African glory for Libyans who risked lives
Libyan footballers risked their lives this year to fulfil Africa Cup of Nations qualifying fixtures and were rewarded with a place at the 2012 tournament.
Tripoli-based stars drove to Tunisia and those living in Benghazi to Egypt while war raged between pro- and anti-Moamer Kadhafi forces for control of the oil-rich north African state.
Unpaid Brazilian coach Manuel Paqueta joined his constantly changing squad in neighbouring countries to prepare for 'home' matches staged by Mali and Egypt and away assignments on the Comoros Islands and in Zambia.
Libya, whose national team was once captained by a son of ousted dictator Kadhafi, won 'homes' games in Bamako and Cairo and drew away twice to claim one of two places reserved for the best group runners-up.
No one played a bigger role in the football fairytale than 39-year-old Samir Aboud, who displayed the agility of a goalkeeper half his age to defy Zambia in a stalemate that sealed Cup of Nations qualification for only the third time.
Botswana and Niger secured places at the biennial CAF football showpiece for the first time against massive odds while defending champions Egypt, Algeria, Cameroon, Nigeria and South Africa were shock casualties.
A stunning 1-0 triumph in Tunisia got Botswana off to a perfect start and they lost just once in eight games while a perfect home record enabled Niger to top a pool including South Africa, Sierra Leone and Egypt.
Chasing a record fourth consecutive title, Egypt relied too heavily on ageing icons like Essam El Hadary, Wael Gomaa and Mohamed Aboutreika and the lone win came when they were ditched in favour of under-23 stars at home to Niger.

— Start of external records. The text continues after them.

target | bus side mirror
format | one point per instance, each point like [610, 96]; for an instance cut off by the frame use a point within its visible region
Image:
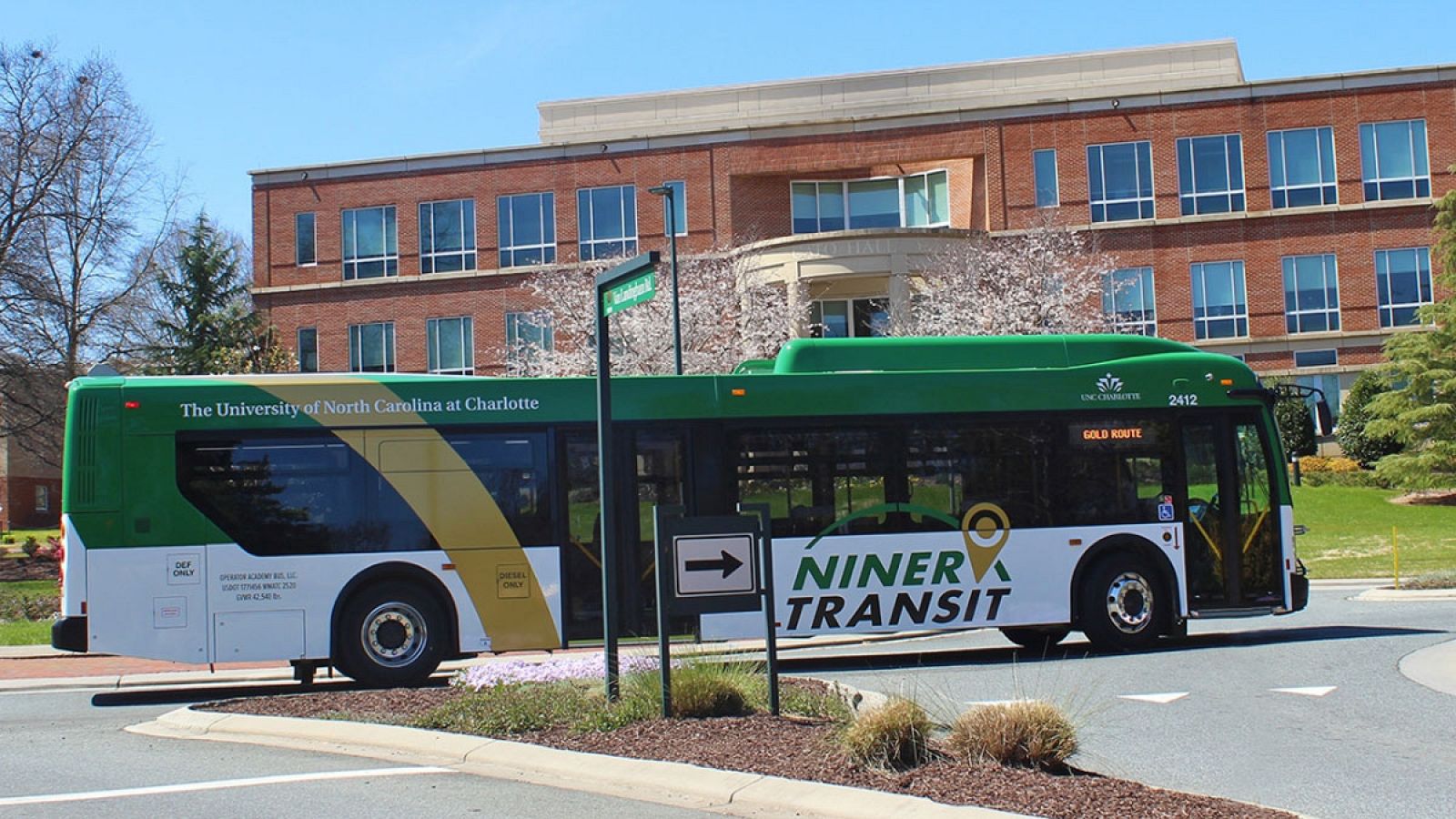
[1324, 420]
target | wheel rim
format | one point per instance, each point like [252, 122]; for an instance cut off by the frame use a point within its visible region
[395, 634]
[1130, 602]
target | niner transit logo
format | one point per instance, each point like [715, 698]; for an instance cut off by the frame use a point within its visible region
[905, 581]
[1110, 388]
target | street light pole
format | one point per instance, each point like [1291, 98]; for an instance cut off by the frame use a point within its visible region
[672, 251]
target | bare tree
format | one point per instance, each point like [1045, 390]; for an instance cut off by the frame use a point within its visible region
[727, 317]
[76, 179]
[1047, 278]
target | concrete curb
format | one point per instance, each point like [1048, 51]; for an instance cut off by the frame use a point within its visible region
[1433, 666]
[642, 780]
[1407, 595]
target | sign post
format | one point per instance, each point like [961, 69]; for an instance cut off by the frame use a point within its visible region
[718, 564]
[618, 288]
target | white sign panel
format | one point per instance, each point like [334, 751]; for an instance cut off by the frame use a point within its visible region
[713, 564]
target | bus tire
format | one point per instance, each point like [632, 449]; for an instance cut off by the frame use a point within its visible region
[390, 634]
[1125, 605]
[1037, 639]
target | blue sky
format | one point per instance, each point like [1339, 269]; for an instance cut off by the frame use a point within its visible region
[238, 86]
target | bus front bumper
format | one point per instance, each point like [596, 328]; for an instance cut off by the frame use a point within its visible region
[69, 634]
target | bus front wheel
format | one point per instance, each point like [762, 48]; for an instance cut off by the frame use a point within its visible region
[392, 634]
[1125, 605]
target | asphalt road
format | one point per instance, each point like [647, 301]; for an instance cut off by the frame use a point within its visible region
[62, 751]
[1307, 713]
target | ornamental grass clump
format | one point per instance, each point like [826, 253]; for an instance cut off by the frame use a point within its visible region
[711, 690]
[1028, 732]
[892, 736]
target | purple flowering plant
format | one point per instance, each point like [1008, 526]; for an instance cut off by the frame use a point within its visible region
[553, 669]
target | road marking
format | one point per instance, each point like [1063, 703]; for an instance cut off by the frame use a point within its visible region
[218, 784]
[1312, 691]
[1158, 698]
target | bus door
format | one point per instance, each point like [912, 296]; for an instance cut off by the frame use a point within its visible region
[1230, 522]
[652, 464]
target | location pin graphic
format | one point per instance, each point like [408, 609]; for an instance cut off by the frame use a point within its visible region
[986, 530]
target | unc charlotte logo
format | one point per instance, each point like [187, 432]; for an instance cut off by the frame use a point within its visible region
[985, 528]
[1110, 388]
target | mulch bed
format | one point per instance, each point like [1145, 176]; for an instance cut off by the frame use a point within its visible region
[28, 569]
[794, 749]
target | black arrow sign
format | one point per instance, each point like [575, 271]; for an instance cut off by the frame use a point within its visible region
[728, 564]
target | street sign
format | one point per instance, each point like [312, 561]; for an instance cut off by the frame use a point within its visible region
[630, 293]
[713, 564]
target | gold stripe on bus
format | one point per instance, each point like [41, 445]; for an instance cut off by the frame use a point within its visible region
[450, 500]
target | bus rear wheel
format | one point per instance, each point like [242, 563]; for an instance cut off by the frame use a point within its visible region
[1125, 605]
[390, 634]
[1036, 639]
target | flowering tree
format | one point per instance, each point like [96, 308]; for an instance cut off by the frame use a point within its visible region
[727, 317]
[1045, 280]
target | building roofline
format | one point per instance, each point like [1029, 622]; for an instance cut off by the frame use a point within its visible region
[482, 157]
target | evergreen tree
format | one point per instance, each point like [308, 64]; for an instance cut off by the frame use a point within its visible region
[1420, 411]
[211, 327]
[1354, 416]
[1296, 428]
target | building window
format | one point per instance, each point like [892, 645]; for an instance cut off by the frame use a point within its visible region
[849, 318]
[919, 200]
[1219, 305]
[370, 244]
[606, 222]
[1302, 167]
[528, 225]
[1394, 162]
[528, 336]
[371, 347]
[1127, 300]
[1210, 174]
[308, 350]
[1325, 382]
[1310, 293]
[679, 207]
[1315, 358]
[303, 247]
[450, 346]
[1120, 181]
[1045, 167]
[1402, 281]
[448, 237]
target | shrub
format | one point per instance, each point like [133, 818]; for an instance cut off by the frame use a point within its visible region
[1296, 426]
[1026, 732]
[1354, 416]
[1314, 464]
[895, 734]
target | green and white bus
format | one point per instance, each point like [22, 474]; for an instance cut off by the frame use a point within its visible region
[382, 523]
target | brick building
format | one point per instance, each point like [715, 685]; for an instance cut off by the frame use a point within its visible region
[1286, 222]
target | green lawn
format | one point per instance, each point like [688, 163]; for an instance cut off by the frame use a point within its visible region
[15, 630]
[1350, 533]
[25, 632]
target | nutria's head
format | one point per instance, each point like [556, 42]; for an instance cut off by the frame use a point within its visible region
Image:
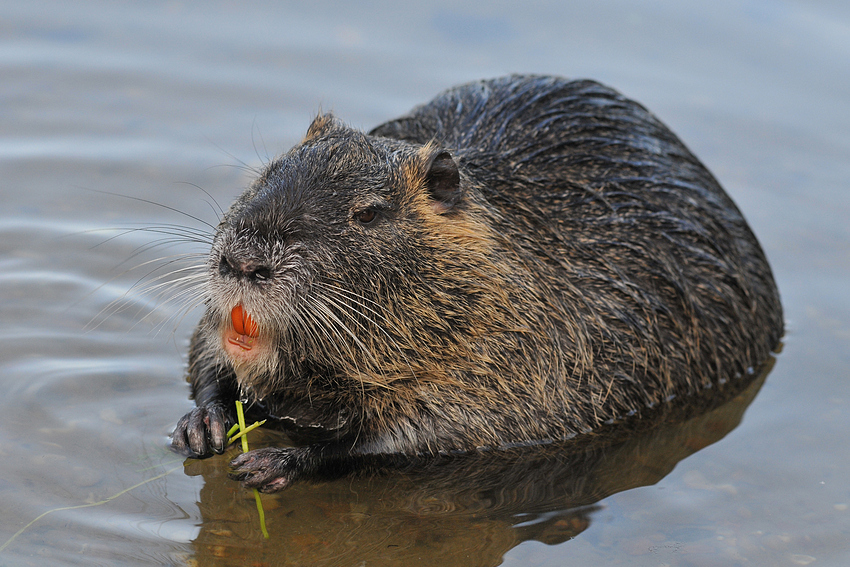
[331, 258]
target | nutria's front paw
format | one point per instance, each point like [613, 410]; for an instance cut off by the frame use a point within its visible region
[267, 470]
[202, 431]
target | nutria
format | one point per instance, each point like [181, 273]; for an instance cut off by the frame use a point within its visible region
[517, 261]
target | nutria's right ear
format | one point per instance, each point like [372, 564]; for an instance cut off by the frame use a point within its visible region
[322, 124]
[443, 182]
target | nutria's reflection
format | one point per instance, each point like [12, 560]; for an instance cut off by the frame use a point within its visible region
[468, 511]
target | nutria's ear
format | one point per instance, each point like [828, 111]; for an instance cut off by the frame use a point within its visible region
[322, 124]
[443, 182]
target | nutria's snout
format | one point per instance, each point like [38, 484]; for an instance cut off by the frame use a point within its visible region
[254, 271]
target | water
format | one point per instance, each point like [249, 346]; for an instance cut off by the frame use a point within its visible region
[151, 100]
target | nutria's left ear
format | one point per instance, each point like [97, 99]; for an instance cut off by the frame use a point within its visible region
[443, 182]
[323, 124]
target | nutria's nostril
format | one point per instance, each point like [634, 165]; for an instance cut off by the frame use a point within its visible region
[250, 270]
[225, 268]
[259, 274]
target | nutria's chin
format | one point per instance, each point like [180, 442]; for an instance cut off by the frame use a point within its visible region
[518, 260]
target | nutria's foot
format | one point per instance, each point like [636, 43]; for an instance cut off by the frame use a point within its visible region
[202, 431]
[267, 470]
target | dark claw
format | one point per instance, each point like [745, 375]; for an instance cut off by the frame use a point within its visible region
[201, 432]
[267, 470]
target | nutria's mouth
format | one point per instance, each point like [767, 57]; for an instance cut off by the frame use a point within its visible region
[241, 336]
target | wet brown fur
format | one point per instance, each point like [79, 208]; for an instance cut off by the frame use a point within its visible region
[568, 262]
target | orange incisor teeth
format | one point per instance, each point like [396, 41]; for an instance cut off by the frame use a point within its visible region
[242, 322]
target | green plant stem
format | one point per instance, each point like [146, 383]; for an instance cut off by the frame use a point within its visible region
[240, 415]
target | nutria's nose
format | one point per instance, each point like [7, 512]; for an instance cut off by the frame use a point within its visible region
[251, 270]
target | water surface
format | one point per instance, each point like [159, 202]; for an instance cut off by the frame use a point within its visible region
[164, 102]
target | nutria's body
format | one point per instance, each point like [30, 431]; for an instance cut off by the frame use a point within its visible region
[518, 260]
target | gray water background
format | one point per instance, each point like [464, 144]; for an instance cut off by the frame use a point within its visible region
[151, 99]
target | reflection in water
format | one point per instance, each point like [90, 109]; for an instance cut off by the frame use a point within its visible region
[466, 511]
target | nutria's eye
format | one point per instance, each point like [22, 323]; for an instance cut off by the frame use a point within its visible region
[366, 217]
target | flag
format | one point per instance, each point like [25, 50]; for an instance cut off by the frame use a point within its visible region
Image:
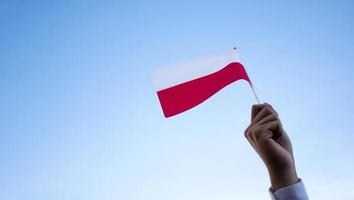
[182, 87]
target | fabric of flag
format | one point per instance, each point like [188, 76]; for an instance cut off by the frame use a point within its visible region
[182, 87]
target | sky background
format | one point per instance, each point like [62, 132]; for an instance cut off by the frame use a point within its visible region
[80, 119]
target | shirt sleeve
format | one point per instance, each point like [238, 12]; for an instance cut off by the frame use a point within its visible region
[296, 191]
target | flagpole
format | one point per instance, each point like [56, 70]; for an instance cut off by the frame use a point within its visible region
[251, 83]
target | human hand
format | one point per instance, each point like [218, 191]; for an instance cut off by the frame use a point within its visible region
[270, 141]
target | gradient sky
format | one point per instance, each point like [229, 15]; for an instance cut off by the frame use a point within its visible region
[79, 117]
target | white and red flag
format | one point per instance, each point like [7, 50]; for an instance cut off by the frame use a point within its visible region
[182, 87]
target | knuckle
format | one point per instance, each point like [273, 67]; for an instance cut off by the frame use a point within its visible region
[258, 133]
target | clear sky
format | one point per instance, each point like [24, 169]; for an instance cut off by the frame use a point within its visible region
[79, 117]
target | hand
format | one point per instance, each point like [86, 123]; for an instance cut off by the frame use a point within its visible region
[270, 141]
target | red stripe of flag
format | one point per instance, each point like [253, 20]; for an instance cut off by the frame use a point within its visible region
[185, 96]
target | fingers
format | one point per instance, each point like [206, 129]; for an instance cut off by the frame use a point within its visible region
[265, 110]
[255, 110]
[260, 132]
[264, 123]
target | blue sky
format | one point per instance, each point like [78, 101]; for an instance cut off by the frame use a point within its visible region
[80, 118]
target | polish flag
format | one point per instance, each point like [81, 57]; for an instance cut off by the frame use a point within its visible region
[182, 87]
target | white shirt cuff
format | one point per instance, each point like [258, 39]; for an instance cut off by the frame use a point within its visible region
[296, 191]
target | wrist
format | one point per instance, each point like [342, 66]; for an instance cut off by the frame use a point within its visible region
[281, 179]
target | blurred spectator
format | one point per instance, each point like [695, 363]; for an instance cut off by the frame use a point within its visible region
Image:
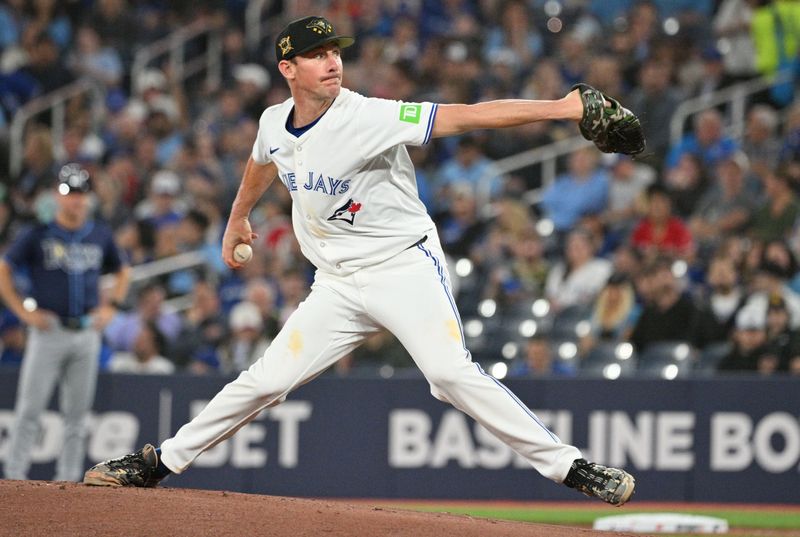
[582, 190]
[110, 205]
[779, 331]
[614, 314]
[629, 182]
[712, 75]
[771, 281]
[750, 351]
[122, 331]
[93, 58]
[469, 165]
[137, 239]
[524, 274]
[659, 232]
[45, 65]
[654, 101]
[247, 341]
[725, 209]
[516, 39]
[539, 361]
[773, 34]
[577, 279]
[204, 328]
[775, 218]
[687, 181]
[163, 206]
[718, 307]
[731, 25]
[114, 20]
[668, 315]
[146, 357]
[761, 143]
[261, 293]
[459, 227]
[707, 142]
[12, 339]
[38, 172]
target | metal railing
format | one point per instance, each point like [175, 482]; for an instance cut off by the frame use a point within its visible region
[546, 155]
[174, 48]
[153, 269]
[55, 102]
[735, 96]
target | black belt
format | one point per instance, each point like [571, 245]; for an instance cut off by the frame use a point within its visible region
[423, 239]
[74, 323]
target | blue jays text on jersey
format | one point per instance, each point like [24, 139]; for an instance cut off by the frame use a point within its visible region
[317, 183]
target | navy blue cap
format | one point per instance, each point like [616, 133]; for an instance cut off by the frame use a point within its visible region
[73, 178]
[307, 34]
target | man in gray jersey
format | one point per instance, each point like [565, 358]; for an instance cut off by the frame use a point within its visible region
[64, 314]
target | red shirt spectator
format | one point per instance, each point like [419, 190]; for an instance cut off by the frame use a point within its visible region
[659, 232]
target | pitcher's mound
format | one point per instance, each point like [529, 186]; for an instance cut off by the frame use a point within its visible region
[36, 508]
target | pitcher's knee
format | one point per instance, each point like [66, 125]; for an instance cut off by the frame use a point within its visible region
[443, 380]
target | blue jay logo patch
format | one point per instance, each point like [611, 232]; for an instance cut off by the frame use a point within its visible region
[346, 212]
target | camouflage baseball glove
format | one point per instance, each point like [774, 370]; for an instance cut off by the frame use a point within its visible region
[613, 129]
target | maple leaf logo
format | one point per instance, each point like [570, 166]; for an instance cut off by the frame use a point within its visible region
[346, 212]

Samuel Eto'o had a rare miss from the penalty spot as Cameroon took only one point off resurgent Senegal and finished a distant second while Nigeria failed after conceding a stoppage-time equaliser at home against Guinea.
South Africa became an African football laughing stock as they 'celebrated' qualification after a home draw with Sierra Leone, believing goal difference separated teams only to discover later that the head-to-head rule applied.
Algeria were the fourth 2010 World Cup qualifier after Cameroon, Nigeria and hosts South Africa to miss out on the Cup of Nations after a terrible start saw them held by Tanzania and lose in the Central African Republic.
Ivory Coast emerged the most impressive qualifiers for the January 21-February 12 tournament in Gabon and Equatorial Guinea after winning all six mini-league games as Benin and Rwanda offered surprisingly feeble resistance.
The Ivorians topped the monthly FIFA rankings as the year drew to a close followed by Ghana, Algeria, Egypt, Nigeria, Senegal, Cameroon, South Africa, surprise side Cape Verde Islands and Tunisia.
A Tunisian revolution that ended with ruler Zine El Abidine Ben Ali fleeing to Saudi Arabia was followed by a home-based national side winning the second African Nations Championship thanks to a 3-0 hiding of Angola in Sudan.
Gabon were shock winners of the first CAF under-23 championship after beating hosts Morocco, Nigeria overcame Cameroon to claim the youth title and Burkina Faso turned party-poopers to defeat home side Rwanda for the junior crown.
Tunisia and Morocco supplied the four finalists in the CAF club competitions with Esperance edging Wydad Casablanca for the Champions League title and Moghreb Fes pipping Club Africain on penalties for the Confederation Cup.
Esperance talked big ahead of the FIFA Club World Cup in Japan only to finish sixth of seven starters followng losses to Qataris Al-Sadd and Mexicans Monterrey and their unruly supporters caused embarrassment in the stands.
Veteran Egypt midfielder Ahmed Hassan equalled the 178-cap record of retired Saudi Arabia goalkeeper Mohammed Al Deayea when he came on as a substitute against Brazil in Doha.
Most African football followers would instantly recognise Hassan, the swarthy 'general' in his mid-30s with movie-star looks, but the same cannot be said of Botswana striker Jerome Ramatlhakwane.
Despite little game time because of a dispute with his South African club, he rewarded the endless faith of national coach Stanley Tshosane by scoring five of the seven goals that propelled his country to the Cup of Nations.